Partitioning algorithms separate objects(features) into a finite set of disjoint subsets, each of which has a center based on the average feature values within the cluster.
Hierarchical algorithms order objects(features) into a hierarchically nested sequence, or tree structure, for which the result is a dendogram that contains a root, branches, and leaves.
Resemblance coefficients or distance metrics, which form a matrix of all pairwise comparisons of similarity or dissimilarity between objects.

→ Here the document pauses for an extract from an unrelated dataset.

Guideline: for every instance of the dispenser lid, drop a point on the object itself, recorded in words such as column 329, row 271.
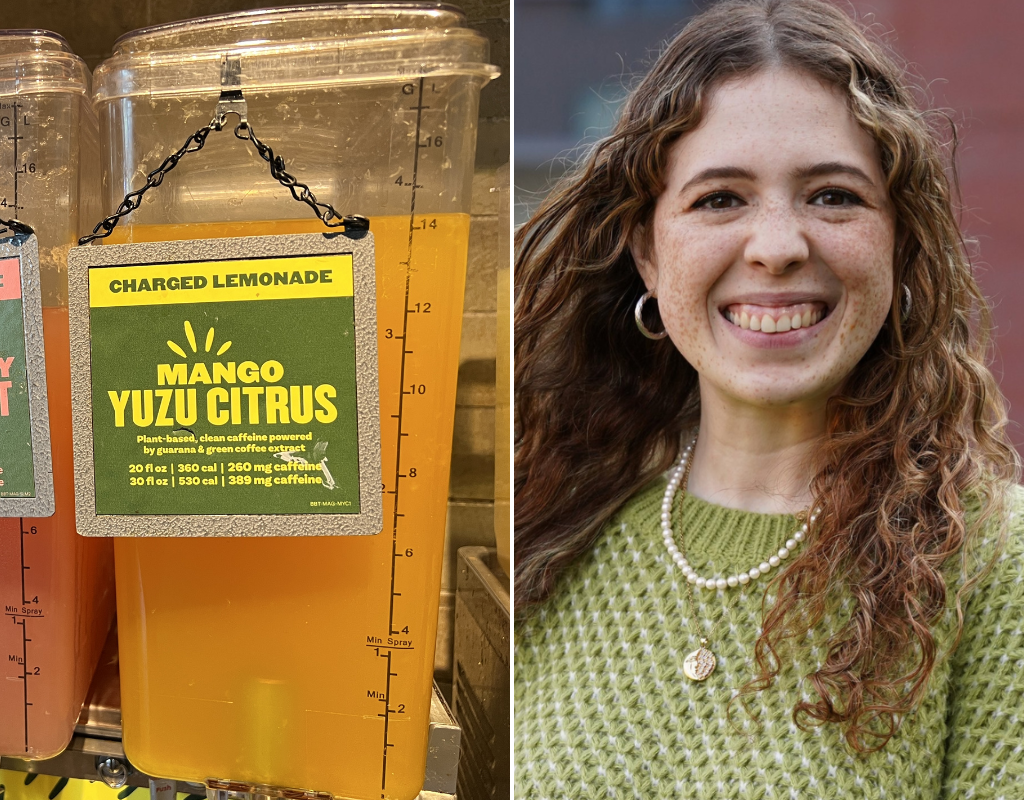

Correlation is a similarity coefficient.
Computationally efficient variant of correlation is Pitman correlation
Other names for Euclidean and Manhattan distance are the \(L_1\) and \(L_2\) distance, respectively (see here)
Dot production: \(x_l'x_m\)
Norm of a vector: \(||\mathbf{x}|| = \sqrt{x_1^2 + \cdots + x_p^2}\)
Cluster validity:
Ideal cluster structure will reveal clusters whose centers are far apart and whose assigned objects are all close in proximity.
The more disjoint the clusters are and the less overlap, the greater the chance that the specified number of clusters is the optimal choice.
Silhouette index measures the degree of membership of objects within their assigned clusters.
if all of the objects in a cluster have the same feature values, then the average intra-cluster distance \(a(i) = 0\), resulting in a numerator of \(b(i) - 0 = b(i)\), denominator of \(\max{0,b(i)} = b(i)\) and ratio \(s(i)\) of unity.
if \(a(i) > b(i)\), the numerator \(b(i) − a(i)\) and \(s(i)\) become negative, indicating that \(x_i\) is misclassified.
if there is no real cluster structure present, both \(a(i)\) and \(b(i)\) will be similar causing s(i) to approach zero.
singly, \(s(i)\) by itself only reflects the cluster support for \(x_i\) , so the average silhouette index is used to measure the overall clustering validity
Strong evidence of cluster structure occurs if \(0.7< s\le 1\), reasonable evidence when \(0.5<s\le 0.7\), weak evidence for \(0.25 < s \le 0.5\), and no support for structure if \(s\le 0.25\).
Gaussian mixture models#
Model-based clustering makes the assumption that a finite mixture of probability distributions is responsible for generating the data under consideration.
Model-based cluster analysis is an extension of K-means cluster analysis in which maximum likelihood estimation is used.
It is the evaluation and comparison of how a selected mixture of probability density functions can best describe the cluster structure.